Around the table, no one else admitted plans to go, or openly agreed to stay.
“So,” Flynn finally said, smiling across the table at Cocky, “each of you gentlemen here, in fact, states you were alone last night at seven minutes past eleven.”
“That’s not unusual,” Rutledge said. “Such an hour is usually regarded as being after bedtime.”
“And you’re all here without wives, or girl friends, people with whom you might share your beds.”
Rutledge shrugged. “That’s tradition.”
“The charmin’ thing is,” said Flynn, “none of you is providing an alibi for anyone else.”
Clifford was brushing all his bread balls into his left hand.

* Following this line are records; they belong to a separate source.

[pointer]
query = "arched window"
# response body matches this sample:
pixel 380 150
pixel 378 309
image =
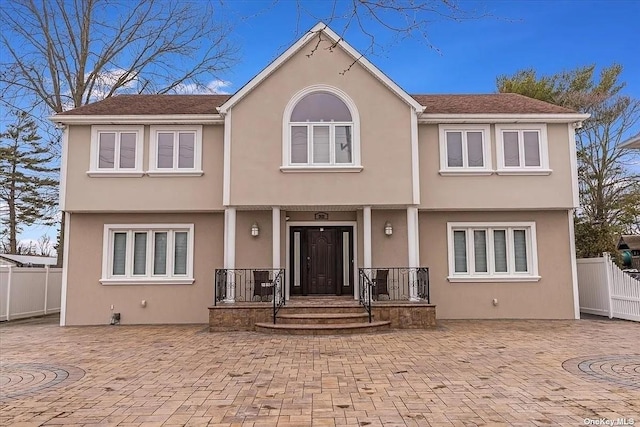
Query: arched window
pixel 321 130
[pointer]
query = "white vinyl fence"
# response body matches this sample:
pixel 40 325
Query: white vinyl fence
pixel 606 290
pixel 27 292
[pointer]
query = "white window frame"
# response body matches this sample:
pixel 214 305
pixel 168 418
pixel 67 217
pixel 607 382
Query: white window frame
pixel 543 169
pixel 116 171
pixel 288 166
pixel 491 275
pixel 445 169
pixel 196 170
pixel 108 278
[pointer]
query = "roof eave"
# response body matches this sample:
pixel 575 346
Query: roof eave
pixel 302 41
pixel 201 119
pixel 502 118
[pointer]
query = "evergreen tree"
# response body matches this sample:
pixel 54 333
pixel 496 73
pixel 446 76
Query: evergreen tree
pixel 28 184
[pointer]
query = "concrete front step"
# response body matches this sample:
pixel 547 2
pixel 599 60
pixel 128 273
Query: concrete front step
pixel 305 309
pixel 322 318
pixel 323 329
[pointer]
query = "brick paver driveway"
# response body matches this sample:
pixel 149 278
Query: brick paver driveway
pixel 462 373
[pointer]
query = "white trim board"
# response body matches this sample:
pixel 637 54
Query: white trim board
pixel 135 119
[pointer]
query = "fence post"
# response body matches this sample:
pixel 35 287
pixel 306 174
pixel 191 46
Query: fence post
pixel 609 270
pixel 9 293
pixel 46 287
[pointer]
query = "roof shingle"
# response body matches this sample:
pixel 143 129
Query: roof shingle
pixel 496 103
pixel 134 105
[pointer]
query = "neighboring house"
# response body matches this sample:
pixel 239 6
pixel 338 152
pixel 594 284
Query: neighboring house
pixel 314 169
pixel 633 142
pixel 27 260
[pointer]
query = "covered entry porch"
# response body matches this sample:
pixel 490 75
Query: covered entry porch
pixel 321 261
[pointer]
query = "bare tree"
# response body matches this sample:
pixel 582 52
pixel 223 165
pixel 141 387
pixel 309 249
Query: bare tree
pixel 609 187
pixel 69 53
pixel 62 54
pixel 44 247
pixel 384 23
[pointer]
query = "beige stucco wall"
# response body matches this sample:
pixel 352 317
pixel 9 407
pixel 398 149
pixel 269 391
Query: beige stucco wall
pixel 550 298
pixel 112 194
pixel 496 191
pixel 254 252
pixel 385 138
pixel 88 301
pixel 389 251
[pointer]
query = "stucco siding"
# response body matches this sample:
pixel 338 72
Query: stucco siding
pixel 89 302
pixel 257 138
pixel 549 298
pixel 496 191
pixel 389 251
pixel 254 252
pixel 146 193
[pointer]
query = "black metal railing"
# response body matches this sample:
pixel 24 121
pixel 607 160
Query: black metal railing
pixel 365 288
pixel 250 285
pixel 394 284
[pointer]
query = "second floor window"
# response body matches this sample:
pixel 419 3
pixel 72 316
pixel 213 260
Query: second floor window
pixel 522 149
pixel 464 149
pixel 116 150
pixel 321 131
pixel 175 149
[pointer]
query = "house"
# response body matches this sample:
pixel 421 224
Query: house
pixel 327 175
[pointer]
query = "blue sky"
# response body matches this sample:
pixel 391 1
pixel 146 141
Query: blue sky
pixel 549 36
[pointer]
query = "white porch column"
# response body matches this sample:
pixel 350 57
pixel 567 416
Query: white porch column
pixel 275 213
pixel 230 250
pixel 367 236
pixel 65 269
pixel 412 242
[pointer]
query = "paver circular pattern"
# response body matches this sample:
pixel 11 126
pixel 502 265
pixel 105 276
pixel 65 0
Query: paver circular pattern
pixel 622 370
pixel 22 379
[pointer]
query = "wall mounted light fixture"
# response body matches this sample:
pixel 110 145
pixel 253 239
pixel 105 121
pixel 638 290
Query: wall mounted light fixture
pixel 388 229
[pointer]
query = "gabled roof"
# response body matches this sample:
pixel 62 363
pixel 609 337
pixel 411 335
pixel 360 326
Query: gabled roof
pixel 496 103
pixel 123 105
pixel 320 27
pixel 185 105
pixel 633 142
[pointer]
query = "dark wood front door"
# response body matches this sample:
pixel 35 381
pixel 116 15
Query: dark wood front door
pixel 321 260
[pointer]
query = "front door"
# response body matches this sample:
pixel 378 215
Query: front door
pixel 321 260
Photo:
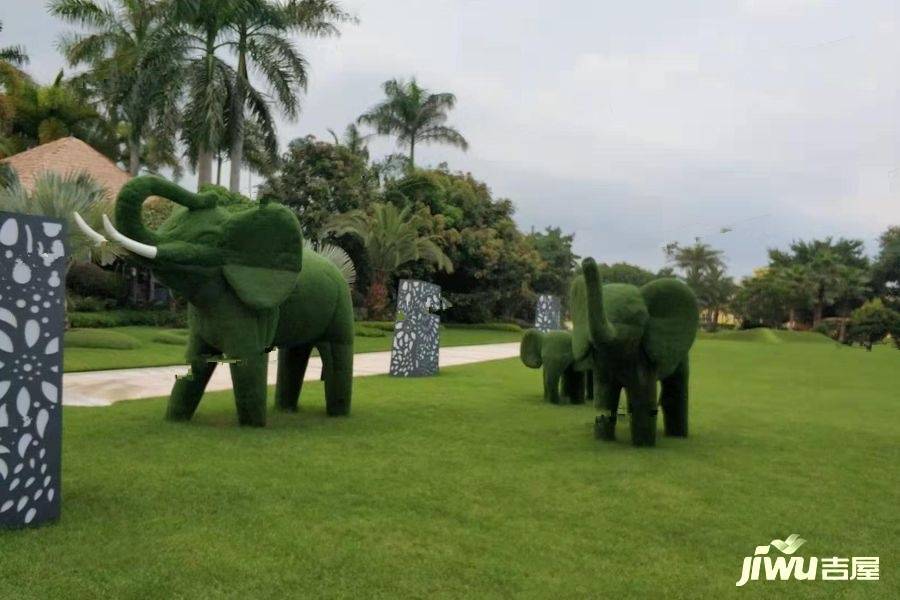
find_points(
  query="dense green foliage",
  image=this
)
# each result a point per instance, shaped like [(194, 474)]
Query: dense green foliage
[(100, 338), (250, 287), (161, 347), (469, 484), (633, 337), (872, 322), (414, 115)]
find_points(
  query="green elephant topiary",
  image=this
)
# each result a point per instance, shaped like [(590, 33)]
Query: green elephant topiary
[(635, 337), (553, 351), (250, 287)]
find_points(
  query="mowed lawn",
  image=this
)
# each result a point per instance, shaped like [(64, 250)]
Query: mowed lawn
[(160, 347), (469, 486)]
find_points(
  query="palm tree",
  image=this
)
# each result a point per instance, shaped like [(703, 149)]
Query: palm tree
[(694, 261), (258, 33), (49, 112), (11, 81), (353, 140), (59, 197), (414, 115), (121, 48), (391, 239), (14, 55)]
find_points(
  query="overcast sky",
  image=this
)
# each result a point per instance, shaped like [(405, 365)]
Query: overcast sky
[(631, 124)]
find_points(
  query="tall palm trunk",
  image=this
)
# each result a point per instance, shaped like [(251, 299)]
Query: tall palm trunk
[(377, 296), (134, 156), (236, 152), (204, 167)]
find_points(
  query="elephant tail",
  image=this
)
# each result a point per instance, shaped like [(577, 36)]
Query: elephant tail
[(530, 350)]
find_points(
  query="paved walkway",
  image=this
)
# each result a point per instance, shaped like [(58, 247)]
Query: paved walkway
[(102, 388)]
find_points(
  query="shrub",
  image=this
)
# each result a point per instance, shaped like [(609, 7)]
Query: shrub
[(175, 337), (872, 323), (78, 303), (380, 325), (363, 331), (124, 318), (98, 338), (88, 279), (513, 327)]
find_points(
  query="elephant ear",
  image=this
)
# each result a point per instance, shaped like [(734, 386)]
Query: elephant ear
[(672, 327), (263, 251), (530, 350)]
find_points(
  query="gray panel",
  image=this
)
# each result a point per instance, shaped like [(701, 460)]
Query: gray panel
[(547, 314), (416, 345), (32, 295)]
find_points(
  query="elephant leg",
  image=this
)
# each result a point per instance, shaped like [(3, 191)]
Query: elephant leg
[(642, 404), (249, 379), (573, 384), (674, 401), (551, 384), (606, 399), (337, 372), (188, 390), (292, 364)]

“We all hope for a speedy resolution of this affair,” said Rutledge. “We are cooperating as much as we can.”
Using an open, overhanded throw, Clifford threw a bread ball at Oland. It hit him in the face.
Then Clifford fired another at D’Esopo.
D’Esopo sat back, totally startled.
Oland threw a bread ball at Rutledge.
Beside Flynn, Wahler leaned over.
Bread balls were flying through the air, in all directions.

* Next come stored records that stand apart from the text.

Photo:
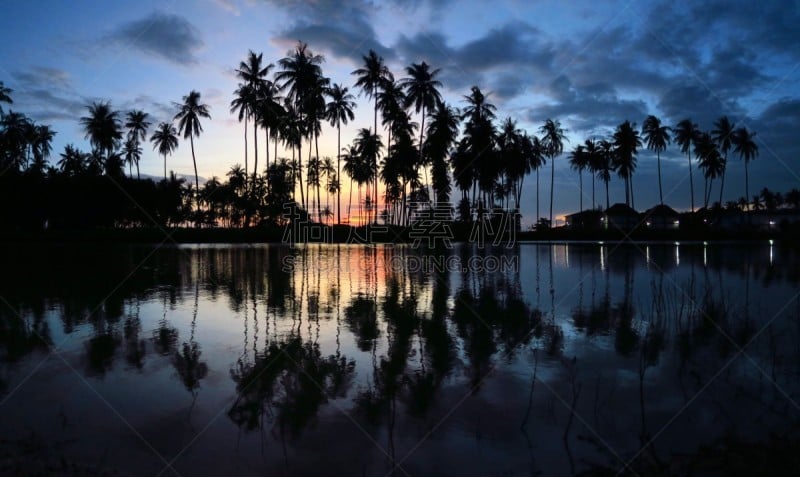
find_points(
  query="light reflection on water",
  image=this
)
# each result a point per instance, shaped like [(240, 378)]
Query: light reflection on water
[(340, 359)]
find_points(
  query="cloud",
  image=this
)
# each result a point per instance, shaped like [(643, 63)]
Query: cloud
[(166, 36)]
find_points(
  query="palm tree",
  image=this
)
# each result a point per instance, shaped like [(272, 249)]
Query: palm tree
[(253, 74), (165, 140), (605, 164), (685, 135), (370, 77), (421, 92), (723, 136), (746, 148), (626, 141), (244, 98), (442, 134), (102, 127), (553, 143), (339, 111), (578, 160), (188, 117), (300, 74), (5, 97), (137, 124), (657, 137)]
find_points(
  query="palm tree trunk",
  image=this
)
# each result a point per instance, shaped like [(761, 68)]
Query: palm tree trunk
[(552, 183), (196, 179), (660, 193), (691, 181), (255, 154)]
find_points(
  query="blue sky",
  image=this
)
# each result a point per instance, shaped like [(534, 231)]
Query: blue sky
[(589, 64)]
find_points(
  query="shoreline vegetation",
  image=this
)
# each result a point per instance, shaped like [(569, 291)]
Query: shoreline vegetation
[(461, 165)]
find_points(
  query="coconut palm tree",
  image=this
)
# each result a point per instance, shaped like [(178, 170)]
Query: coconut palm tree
[(442, 134), (723, 135), (686, 133), (339, 110), (578, 160), (626, 141), (300, 75), (369, 79), (165, 140), (605, 164), (5, 97), (137, 124), (102, 127), (657, 137), (553, 142), (745, 146), (189, 114), (242, 103), (253, 74), (421, 88)]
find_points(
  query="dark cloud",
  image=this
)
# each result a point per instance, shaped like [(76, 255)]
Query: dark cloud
[(47, 94), (587, 110), (167, 36)]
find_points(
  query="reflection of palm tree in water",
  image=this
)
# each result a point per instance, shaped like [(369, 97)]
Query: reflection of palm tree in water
[(187, 361)]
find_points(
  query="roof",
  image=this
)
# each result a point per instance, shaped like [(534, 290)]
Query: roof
[(661, 211), (621, 210)]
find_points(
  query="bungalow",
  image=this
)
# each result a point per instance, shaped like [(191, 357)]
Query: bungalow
[(662, 217), (588, 219), (621, 216)]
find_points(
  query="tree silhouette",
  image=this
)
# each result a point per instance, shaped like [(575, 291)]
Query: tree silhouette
[(339, 111), (553, 142), (137, 124), (102, 127), (685, 135), (746, 148), (188, 117), (626, 141), (723, 134), (657, 137), (165, 140)]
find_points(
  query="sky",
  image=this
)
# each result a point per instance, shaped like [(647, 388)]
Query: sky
[(589, 64)]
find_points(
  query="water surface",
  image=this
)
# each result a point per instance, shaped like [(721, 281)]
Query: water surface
[(345, 359)]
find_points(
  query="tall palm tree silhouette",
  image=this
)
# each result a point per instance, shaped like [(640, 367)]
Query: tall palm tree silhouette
[(165, 140), (5, 97), (442, 134), (578, 160), (686, 133), (102, 127), (339, 110), (626, 141), (137, 124), (657, 137), (188, 117), (605, 164), (421, 88), (300, 75), (370, 77), (253, 74), (553, 142), (745, 146), (723, 135), (242, 103)]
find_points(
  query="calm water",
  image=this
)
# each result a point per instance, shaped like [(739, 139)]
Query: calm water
[(352, 360)]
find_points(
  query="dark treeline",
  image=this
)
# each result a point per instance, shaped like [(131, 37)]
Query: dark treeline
[(418, 163)]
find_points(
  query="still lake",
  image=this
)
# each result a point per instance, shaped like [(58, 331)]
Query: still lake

Lauderdale stood up to accomplish a wide, full-armed, left-handed throw.
“No leaving your chair!” Ashley yelled at him.
Lauderdale plopped back into his chair.
Across the table from Flynn, Cocky had skidded his chair backward, to get out of the combat.
One bread ball hit Flynn near his right eye; another on his left ear.

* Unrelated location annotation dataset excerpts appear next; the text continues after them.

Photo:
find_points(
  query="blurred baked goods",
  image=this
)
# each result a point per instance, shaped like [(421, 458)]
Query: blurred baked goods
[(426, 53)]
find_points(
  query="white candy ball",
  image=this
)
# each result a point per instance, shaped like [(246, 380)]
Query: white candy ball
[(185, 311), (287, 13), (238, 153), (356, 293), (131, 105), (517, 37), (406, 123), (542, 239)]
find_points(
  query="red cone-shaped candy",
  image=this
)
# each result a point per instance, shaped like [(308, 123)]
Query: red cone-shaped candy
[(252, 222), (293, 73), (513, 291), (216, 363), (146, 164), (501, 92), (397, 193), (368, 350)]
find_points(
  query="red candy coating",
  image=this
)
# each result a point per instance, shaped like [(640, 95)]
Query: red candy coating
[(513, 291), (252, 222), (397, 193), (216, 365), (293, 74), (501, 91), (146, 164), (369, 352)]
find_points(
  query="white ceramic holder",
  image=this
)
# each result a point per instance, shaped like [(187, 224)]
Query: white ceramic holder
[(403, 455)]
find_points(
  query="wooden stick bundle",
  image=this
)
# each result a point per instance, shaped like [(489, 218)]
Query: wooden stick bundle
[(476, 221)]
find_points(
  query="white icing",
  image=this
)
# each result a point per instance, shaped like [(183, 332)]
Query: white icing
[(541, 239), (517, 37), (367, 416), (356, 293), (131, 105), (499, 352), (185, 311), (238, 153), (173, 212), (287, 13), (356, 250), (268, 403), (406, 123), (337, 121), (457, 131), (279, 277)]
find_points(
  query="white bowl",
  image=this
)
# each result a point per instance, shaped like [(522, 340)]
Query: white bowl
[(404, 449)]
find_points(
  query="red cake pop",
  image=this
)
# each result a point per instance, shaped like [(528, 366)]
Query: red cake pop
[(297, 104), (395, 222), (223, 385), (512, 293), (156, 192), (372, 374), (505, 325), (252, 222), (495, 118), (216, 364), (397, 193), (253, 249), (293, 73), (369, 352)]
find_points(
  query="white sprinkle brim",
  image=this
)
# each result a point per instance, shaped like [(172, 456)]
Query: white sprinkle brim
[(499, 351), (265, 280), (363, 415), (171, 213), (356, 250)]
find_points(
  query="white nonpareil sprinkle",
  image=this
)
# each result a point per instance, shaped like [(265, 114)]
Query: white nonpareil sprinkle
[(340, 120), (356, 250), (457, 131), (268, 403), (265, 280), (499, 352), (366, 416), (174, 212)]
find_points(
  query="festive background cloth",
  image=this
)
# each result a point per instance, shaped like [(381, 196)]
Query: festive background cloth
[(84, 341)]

“A bread fight,” Wahler said. He was crouched over so that his head was below the table surface. “A tradition here.”
“Every lunch?” asked Flynn.
“No,” said Wahler. “Only when they serve stew. Youngest gets to throw first.”
Keeping his head down, Wahler began to creep away from the table. “Come on, Flynn. Let’s go for a walk.”
“T
his all must seem rather odd to you,” Wahler said. He and Flynn strolled along the veranda and down the lakeside steps. “It did to me, at first.”
“I passed a season at Winchester,” said Flynn.
“I don’t understand you.”
“I understand you.”
Slowly, Flynn was leading Wahler on a circumnavigation of the main clubhouse.
Flynn had asked Cocky to get their coats and meet him at Flynn’s car.
“The Rod and Gun Club was founded more than a hundred years ago,” Wahler said. “Five friends, after graduating from Harvard. They bought this acreage as a hunting and fishing lodge for themselves, a place they could get away from the world, their families, jobs, keep in touch with each other and, I guess, maintain some of their undergraduate spirit.”
“Is that the gong?”
Flynn climbed the steps to the back porch.
“Big enough, isn’t it?” Wahler said.
It was a thick brass plate three meters in diameter hanging from its own oak frame. A leather-headed mallet as tall as a man stood beside it.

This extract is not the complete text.